I drew a few things a couple months ago.

What types of things?

I drew two people: a man and a woman, based on a coloring page and the first ‘beginner drawing’ technique I found1 on YouTube.

I drew a mushroom and some spheres.

It was actually quite nice: I like to multitask, to feel like I’m completely engaged. I’ve struggled with this, though, because there’s a hard limit (at least for most of us) at one stream2 of language. I’ve tried to surf the internet while listening to a podcast or an audiobook, or even do homework or write while receiving another stream – it doesn’t work! I switch back and forth and have no idea what’s going on with either language stream; it decreases productivity and confuses me.

Drawing, though, does not stress my ability to process only one stream of language; it uses a different part of the brain!

Maybe it’s total placebo, but I felt like I was using a region of my brain that I usually hadn’t. And it was satisfying, also, to feel completely engaged while drawing and listening to a podcast.

So what happened? Why did I stop3 in June? Maybe, by now, I could’ve managed some passable sketching ability.

This is a flaw of mine, one of which this blog might be evidence: commitment. And not to people; I can stay highly committed to friends, relationships, other things that involve people. For example, I couldn’t stay committed to the gym to save my life, but I can stay committed to a personal trainer; I quit drawing after a week max, but maybe I would stay committed to in-person4 art lessons.

I don’t know exactly why. There are even activities to which I am, when you zoom out, quite committed: walking, for example. But even with walking, I go through cycles of walking four miles per day to four days per month.

Maybe it’s a time management thing, and maybe I should structure my time better.

This post doesn’t have much of a moral, but I imagine this plight is nowhere near unique to me. No one trick will work for everyone, and probably not even in isolation for many people; productivity gurus are con artists, and Atomic Habits is dull.5


1which consists of copying a coloring page upside-down so that you don’t think as much about the object you’re supposed to be drawing as you do about the lines, etc.
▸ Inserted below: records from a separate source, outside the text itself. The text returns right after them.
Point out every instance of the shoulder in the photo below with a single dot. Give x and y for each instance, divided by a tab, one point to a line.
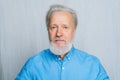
37	58
86	57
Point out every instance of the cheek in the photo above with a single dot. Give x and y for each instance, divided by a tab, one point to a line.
51	35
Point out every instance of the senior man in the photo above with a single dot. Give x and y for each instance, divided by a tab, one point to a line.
62	61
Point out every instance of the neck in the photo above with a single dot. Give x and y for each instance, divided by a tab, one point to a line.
62	56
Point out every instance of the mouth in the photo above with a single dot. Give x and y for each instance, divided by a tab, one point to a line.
59	41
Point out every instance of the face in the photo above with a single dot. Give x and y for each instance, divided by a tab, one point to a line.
61	28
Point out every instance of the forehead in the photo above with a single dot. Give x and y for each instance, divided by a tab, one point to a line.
61	16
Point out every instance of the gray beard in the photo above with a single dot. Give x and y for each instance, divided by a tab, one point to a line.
60	50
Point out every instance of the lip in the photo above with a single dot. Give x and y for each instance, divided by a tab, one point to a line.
59	41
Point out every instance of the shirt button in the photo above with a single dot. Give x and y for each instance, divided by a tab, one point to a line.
69	58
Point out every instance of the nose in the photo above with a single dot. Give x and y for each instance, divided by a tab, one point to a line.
58	33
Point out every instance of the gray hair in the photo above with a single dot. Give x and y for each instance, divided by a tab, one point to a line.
55	8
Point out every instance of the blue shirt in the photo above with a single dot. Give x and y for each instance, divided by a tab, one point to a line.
76	65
I didn’t find this particularly convincing, but I did it anyway.

2I heard it phrased this way somewhere and now can’t find where.

3I just remembered I’ve managed to make this into an activity for which my progress is graded in school… because I need more busywork, apparently.

4I’ve been warned against these.

5I read it, thought it was dumb, and felt validated when a favorite podcast of mine, If Books Could Kill, came out with an episode on it.